Item 6. Contracts, Arrangements, Understandings or Relationships with Respect to Securities of the Issuer
As an executive off icer and director of the Issuer, the Reporting Person is eligible to participate in the Issuer’s equity incentive plan.
In addition, on February 9, 2022, the Reporting Person received 150,000 options, which vest in three equal tranches over a period of three years. Each option is exercisable into one Ordinary Share, with the following exercise prices: the first tranche is exercisable at NIS 40 (approximately $12.44) per Ordinary Share; the second tranche is exercisable at NIS 60 (approximately $18.66) per Ordinary Share; and the third tranche is exercisable at NIS 80 (approximately $24.88) per Ordinary Share.
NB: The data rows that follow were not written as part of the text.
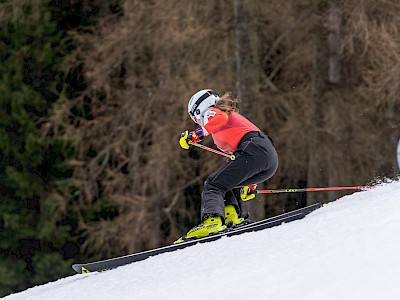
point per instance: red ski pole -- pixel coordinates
(230, 156)
(339, 188)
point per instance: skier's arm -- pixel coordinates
(191, 136)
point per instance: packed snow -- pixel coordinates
(348, 249)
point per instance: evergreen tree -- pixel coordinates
(37, 229)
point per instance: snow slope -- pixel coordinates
(348, 249)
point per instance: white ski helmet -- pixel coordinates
(201, 102)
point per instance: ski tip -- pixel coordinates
(80, 269)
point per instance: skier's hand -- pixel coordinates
(186, 137)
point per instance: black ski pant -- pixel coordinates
(256, 161)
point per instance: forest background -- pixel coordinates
(94, 97)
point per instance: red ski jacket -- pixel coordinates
(226, 131)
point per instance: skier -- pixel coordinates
(255, 161)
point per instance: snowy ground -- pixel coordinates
(348, 249)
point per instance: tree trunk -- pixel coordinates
(327, 124)
(247, 75)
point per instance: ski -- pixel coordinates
(113, 263)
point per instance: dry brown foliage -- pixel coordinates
(143, 67)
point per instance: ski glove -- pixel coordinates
(185, 139)
(192, 136)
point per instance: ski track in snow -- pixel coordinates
(348, 249)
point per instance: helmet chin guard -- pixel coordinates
(201, 102)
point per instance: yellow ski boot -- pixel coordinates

Conversion rates are based on the NIS to USD exchange rate on February 9, 2022 when the grant of options were approved by the Issuer’s board of directors and general assembly of shareholders.
CUSIP No. M2R43K115 | 13D | Page 5 of 5 Pages |
SIGNATURE
After reasonable inquiry and to the best of my knowledge and belief, I certify that the information set forth in this statement is true, complete and correct.